Scheduling Parallel Optical Circuit Switches for AI Training
2026-03-07 • Networking and Internet Architecture
Networking and Internet ArchitectureArtificial Intelligence
AI summaryⓘ
The authors study how to efficiently manage traffic in data centers using multiple parallel optical circuit switches, which can save energy but take time to reconfigure. They created an algorithm called Spectra that breaks down the traffic demand into simpler parts, smartly assigns these parts across the switches, and then balances the workload to minimize total completion time. Tested on real AI workloads like GPT and MoE models, Spectra performs much better than current methods, finishing tasks faster while coming close to theoretical speed limits. This approach helps improve the efficiency of AI training by reducing traffic delays in optical networks.
Optical Circuit Switch (OCS)Datacenter TrafficAI Training WorkloadsScheduling AlgorithmReconfiguration DelayPermutation DecompositionMakespan MinimizationLoad BalancingGPT ModelMixture of Experts (MoE)
Authors
Kevin Liang, Litao Qiao, Isaac Keslassy, Bill Lin
Abstract
The rapid growth of AI training has dramatically increased datacenter traffic demand and energy consumption, which has motivated renewed interest in optical circuit switches (OCSes) as a high-bandwidth, energy-efficient alternative for AI fabrics. Deploying multiple parallel OCSes is a leading alternative. However, efficiently scheduling time-varying traffic matrices across parallel optical switches with non-negligible reconfiguration delays remains an open challenge. We consider the problem of scheduling a single AI traffic demand matrix $D$ over $s$ parallel OCSes while minimizing the makespan under reconfiguration delay $δ$. Our algorithm Spectra relies on a three-step approach: Decompose $D$ into a minimal set of weighted permutations; Schedule these permutations across parallel switches using load-aware assignment; then Equalize the imbalanced loads on the switches via controlled permutation splitting.

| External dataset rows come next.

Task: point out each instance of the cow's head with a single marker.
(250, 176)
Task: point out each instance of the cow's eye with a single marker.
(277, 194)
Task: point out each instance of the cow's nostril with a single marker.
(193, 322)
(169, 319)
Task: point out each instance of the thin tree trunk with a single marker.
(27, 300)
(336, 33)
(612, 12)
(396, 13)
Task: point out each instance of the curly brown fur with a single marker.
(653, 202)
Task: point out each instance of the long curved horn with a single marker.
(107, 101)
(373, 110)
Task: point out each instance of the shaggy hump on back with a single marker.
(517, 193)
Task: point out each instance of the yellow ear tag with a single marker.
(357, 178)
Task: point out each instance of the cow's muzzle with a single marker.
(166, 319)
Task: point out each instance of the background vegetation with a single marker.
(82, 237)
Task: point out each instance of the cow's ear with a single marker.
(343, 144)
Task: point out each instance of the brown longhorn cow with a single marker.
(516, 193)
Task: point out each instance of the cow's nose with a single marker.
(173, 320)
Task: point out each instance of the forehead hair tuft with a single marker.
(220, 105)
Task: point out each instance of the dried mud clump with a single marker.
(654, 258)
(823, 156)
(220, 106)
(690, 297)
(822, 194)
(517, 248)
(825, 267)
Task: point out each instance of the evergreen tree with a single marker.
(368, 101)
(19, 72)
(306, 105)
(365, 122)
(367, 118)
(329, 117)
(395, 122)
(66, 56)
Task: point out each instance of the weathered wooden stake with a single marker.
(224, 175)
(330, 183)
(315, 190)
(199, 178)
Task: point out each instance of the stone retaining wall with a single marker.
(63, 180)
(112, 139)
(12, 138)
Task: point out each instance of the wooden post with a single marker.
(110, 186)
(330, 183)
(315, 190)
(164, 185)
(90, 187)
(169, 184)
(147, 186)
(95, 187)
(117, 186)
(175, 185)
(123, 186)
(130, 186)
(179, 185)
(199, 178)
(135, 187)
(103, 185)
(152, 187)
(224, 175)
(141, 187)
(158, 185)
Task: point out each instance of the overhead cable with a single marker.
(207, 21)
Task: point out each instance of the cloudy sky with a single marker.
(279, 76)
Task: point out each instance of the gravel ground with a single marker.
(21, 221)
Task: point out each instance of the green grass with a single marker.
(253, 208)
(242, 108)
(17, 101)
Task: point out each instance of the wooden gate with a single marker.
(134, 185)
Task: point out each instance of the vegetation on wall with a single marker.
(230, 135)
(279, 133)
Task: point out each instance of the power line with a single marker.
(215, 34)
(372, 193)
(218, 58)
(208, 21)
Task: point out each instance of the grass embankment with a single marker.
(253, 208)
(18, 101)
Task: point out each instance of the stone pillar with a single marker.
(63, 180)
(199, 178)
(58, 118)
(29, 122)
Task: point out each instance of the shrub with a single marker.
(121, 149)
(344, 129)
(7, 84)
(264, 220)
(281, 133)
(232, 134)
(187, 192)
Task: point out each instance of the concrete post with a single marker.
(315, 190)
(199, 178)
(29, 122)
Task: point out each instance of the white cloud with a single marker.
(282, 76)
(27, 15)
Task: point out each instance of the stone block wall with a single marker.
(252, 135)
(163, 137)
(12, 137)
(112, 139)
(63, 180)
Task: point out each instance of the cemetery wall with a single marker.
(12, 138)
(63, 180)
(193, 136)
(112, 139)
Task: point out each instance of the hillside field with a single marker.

Evaluated on realistic AI training workloads (GPT model and Qwen MoE expert routing) as well as standard benchmarks, Spectra vastly outperforms a baseline based on state-of-the-art algorithms, reducing schedule makespan by an average factor of $1.4\times$ on GPT AI workloads, $1.9\times$ on MoE AI workloads, and $2.4\times$ on standard benchmarks. Further, the makespans achieved by Spectra consistently approach newly derived lower bounds.